The ability to bounce back is essential for growth and well being. Sometimes that bouncing back is simple and other times it seems like a task not even Sisyphus would attempt. Arizona State University's Resilience Solutions Group based in the Downtown Center in Phoenix researches why some people or groups of people exhibit resilience and others do not.
In June, 2007, Adelheid Fisher wrote that "For people living in many of the small towns sprinkled across the American heartland, hope is the kind of four-letter word that is rarely used to describe the future. Family farmers are a dying breed as are the merchants on Main Street. Reynolds, Indiana is different. Although its population has dwindled to 533 souls, and there are more hogs in the fields than kids in the local schools, Reynolds is reinventing itself. In 2005, the State of Indiana declared Reynolds a BioTownUSA. The designation refers to the citizens' determination to kick their dependence on foreign oil.
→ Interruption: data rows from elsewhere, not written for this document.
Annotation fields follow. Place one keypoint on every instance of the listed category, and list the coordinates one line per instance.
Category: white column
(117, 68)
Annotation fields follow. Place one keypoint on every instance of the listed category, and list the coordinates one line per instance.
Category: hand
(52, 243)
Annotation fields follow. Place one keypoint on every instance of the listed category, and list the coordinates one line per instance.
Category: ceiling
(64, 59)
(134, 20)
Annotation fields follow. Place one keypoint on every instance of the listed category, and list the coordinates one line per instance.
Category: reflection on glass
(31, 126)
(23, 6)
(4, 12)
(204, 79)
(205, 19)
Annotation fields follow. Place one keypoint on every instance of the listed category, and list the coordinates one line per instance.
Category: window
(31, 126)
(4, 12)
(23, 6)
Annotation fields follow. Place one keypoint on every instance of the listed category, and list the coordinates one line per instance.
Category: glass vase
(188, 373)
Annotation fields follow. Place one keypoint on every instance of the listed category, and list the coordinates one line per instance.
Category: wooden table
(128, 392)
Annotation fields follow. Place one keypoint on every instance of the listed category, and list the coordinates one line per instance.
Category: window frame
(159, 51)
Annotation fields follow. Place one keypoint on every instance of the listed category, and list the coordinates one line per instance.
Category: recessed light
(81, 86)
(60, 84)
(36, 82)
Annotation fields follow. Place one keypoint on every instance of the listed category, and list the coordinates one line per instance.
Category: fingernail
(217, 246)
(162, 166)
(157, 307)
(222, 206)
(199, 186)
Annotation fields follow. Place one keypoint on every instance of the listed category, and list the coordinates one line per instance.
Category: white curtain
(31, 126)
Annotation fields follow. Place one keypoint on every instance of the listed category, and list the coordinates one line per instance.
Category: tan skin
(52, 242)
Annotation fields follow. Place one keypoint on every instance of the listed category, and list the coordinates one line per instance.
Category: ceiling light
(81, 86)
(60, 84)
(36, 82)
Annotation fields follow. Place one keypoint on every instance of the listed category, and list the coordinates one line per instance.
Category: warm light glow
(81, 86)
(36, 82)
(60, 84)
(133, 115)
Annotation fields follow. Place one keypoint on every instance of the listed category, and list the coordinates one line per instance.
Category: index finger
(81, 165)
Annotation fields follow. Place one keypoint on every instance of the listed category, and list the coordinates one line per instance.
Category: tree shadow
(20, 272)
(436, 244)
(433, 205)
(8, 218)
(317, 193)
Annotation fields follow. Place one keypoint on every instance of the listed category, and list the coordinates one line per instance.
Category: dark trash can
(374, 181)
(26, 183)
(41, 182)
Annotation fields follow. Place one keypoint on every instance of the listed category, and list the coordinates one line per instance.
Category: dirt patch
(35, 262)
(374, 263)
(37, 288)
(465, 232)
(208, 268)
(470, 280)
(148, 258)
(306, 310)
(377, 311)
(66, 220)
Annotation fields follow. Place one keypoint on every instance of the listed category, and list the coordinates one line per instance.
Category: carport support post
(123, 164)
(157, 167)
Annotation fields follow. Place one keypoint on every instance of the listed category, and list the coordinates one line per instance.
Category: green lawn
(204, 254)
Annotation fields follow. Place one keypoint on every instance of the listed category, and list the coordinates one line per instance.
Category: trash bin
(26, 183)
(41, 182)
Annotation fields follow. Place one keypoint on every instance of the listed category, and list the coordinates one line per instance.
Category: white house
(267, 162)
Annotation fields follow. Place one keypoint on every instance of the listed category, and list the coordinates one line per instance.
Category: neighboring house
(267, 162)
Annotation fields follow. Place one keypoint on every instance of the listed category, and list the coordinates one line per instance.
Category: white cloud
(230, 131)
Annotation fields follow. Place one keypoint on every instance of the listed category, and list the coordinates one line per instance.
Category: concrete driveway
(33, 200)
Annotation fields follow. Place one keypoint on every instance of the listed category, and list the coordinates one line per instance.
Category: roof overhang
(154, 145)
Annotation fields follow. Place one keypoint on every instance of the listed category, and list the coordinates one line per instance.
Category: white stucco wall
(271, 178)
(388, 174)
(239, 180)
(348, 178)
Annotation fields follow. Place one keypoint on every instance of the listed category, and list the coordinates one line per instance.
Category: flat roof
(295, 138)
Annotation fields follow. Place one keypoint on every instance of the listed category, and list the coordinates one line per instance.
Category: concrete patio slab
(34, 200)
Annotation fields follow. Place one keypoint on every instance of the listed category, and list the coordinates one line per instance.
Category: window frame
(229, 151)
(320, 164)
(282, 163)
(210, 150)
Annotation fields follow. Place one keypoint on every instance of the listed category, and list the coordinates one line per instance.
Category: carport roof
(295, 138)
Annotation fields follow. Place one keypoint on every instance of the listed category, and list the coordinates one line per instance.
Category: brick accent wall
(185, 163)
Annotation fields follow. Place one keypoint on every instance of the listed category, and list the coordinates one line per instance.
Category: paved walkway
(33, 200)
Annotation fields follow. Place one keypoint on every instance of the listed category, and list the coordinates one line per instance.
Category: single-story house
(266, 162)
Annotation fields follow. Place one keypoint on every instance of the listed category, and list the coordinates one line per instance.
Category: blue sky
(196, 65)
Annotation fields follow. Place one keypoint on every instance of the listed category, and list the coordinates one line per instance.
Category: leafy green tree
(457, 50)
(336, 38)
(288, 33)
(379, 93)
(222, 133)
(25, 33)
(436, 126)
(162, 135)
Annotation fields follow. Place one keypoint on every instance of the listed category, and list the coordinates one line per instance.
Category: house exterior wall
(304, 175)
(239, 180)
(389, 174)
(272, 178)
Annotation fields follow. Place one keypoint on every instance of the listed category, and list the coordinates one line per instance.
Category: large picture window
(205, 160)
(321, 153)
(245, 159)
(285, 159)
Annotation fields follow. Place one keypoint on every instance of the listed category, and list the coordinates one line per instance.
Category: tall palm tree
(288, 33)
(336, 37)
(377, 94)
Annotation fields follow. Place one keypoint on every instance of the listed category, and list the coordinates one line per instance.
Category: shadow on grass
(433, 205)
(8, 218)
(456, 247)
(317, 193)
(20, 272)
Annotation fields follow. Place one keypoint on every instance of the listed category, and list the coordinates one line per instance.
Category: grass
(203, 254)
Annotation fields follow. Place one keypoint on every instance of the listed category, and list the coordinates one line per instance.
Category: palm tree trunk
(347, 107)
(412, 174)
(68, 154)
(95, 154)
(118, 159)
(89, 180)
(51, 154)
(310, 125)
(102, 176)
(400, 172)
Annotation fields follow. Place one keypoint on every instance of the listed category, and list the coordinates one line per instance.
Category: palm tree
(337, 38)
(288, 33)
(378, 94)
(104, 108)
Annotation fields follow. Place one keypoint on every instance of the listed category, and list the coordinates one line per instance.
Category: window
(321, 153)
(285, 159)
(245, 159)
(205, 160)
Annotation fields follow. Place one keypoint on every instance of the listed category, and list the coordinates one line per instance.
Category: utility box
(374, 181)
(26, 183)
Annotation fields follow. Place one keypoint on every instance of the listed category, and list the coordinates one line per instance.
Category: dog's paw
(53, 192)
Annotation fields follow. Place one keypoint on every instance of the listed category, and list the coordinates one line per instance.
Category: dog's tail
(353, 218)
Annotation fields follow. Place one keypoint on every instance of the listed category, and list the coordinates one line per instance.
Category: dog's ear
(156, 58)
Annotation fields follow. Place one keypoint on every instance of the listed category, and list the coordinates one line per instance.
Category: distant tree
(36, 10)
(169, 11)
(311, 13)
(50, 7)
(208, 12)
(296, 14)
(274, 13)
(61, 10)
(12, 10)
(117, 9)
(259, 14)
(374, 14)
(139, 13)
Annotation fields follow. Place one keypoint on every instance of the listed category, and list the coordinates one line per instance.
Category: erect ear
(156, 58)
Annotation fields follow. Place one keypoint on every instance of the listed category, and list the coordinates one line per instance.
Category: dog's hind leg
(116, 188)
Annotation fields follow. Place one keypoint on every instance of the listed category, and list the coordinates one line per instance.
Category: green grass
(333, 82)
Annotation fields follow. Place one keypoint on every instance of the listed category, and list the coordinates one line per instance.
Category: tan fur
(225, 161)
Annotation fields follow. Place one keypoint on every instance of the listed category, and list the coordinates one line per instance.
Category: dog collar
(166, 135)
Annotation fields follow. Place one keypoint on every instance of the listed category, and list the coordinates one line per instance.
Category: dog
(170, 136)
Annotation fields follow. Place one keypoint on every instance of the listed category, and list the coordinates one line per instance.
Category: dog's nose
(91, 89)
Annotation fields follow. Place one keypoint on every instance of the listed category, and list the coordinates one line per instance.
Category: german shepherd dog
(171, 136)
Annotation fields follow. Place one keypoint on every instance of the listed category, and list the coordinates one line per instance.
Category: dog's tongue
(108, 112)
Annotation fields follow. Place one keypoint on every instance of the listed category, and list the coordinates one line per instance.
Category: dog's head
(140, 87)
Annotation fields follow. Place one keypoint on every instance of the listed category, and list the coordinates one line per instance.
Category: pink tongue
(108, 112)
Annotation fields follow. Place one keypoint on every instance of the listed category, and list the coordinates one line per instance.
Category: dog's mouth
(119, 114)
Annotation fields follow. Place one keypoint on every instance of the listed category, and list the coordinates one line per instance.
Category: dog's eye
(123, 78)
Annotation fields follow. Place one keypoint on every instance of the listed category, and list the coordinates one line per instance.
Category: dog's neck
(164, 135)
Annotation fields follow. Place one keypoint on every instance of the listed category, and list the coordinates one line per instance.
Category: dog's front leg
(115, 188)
They generate power from resources in their own back yard–soybeans, used French fry oil, and pig manure. The residents are eager to embrace the future. More than 20 percent of them already have retrofitted their automobiles to run on alternative fuels such as ethanol and biodiesel."
If a town can be resilient so can each of us.
Part of resilience is hanging on to hope. Another part is sustaining our interests, our motivation, and our direction in order to regain our own sense of momentum.
These are difficult times. We will bounce back. The important thing is to hang on not to what we've lost but to what we have and what we can achieve.